Ms Conisbee said since the pandemic, there had been an acceleration of interest in areas like Byron Bay, where property prices increased by almost 30 per cent in the three months to September.
“The Byron Bay region now has global appeal,” she said.
“Typically people from the US will look at very iconic suburbs like Bondi and Manly, but now Byon Bay is actually topping the list of where people from the US are looking.”
‘The Manhattan effect’
Mr Salt said communities as a whole stood to suffer from upward pressure on the housing market.
He called it the ‘Manhattan effect’, in that lower-paid service workers were being forced out of communities, and then needed to commute in order to service the needs of the wealthy.
“You need a diversity of skills and income groups to make a community work, and when you have this rapid uplift in property values, you risk the possibility of some people — these essential workers — not being able to live in that community,” he said.
Strongest price growth in regional NSW
|New South Wales||Median price||Quarterly change*|
|Coffs Harbour – Grafton||$543,500||8.7%|
|Mid North Coast||$527,000||8.3%|
|Richmond – Tweed||$680,000||6.3%|
Whilst she would not be drawn on the forthcoming state budget, NSW Property and Housing Minister Melinda Pavey said COVID had sharpened her eye to some of the emerging challenges.

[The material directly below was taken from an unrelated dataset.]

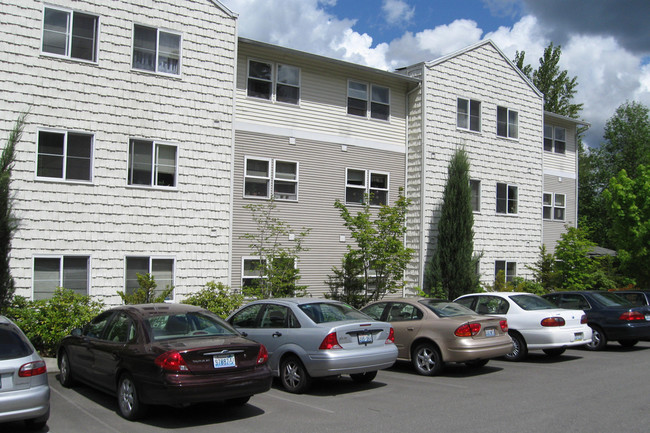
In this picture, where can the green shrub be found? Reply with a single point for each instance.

“We’re prepared to face those challenges, but it’s not just up to government,” she said.
“That’s why we’re having these conversations and round tables with all parts of the sector, whether it be builders, real estate agents or social housing providers, to hear what they have to say about those solutions.
“Even approvals through council can sometimes be challenging.
“It is a challenge that we have to address and look at and work with all sectors of the economy, whether it’s our recreational home caravan parks, our aged care providers, land and housing or our community housing providers, or even looking at some of our planning and encouraging more land release.”
Canberra, NSW Central West not immune
While the lure of a beachside lifestyle appeals to many, the charm of close-knit inland communities is also driving growth in the property market.
Median house prices have grown 5.61 per cent in the capital region near Canberra in the three months to September 2020, while the central west of New South Wales has seen an increase of 3.7 per cent.
Strongest price growth by regional suburb in NSW
|New South Wales||2000||2020||% change|
Rental vacancy rates in the central west had also moved from an already tight 1.8 per cent in November 2019 to just 0.3 per cent — the lowest rental vacancy rate in the state alongside the south coast.
In August, Riverina real estate agent Geoff McGilvray said the demand for farming properties in all categories was unprecedented.
“It seems to be that wherever you are is very saleable, and at a price level that’s not been achieved in previous times,” Mr McGilvray said.
“Everyone has an example of where the prices have really been turned on their heads.”
Caitlin Furlong, Hannah Ross, Melissa Martin, Timothy Fernandez and Bruce Mackenzie contributed reporting.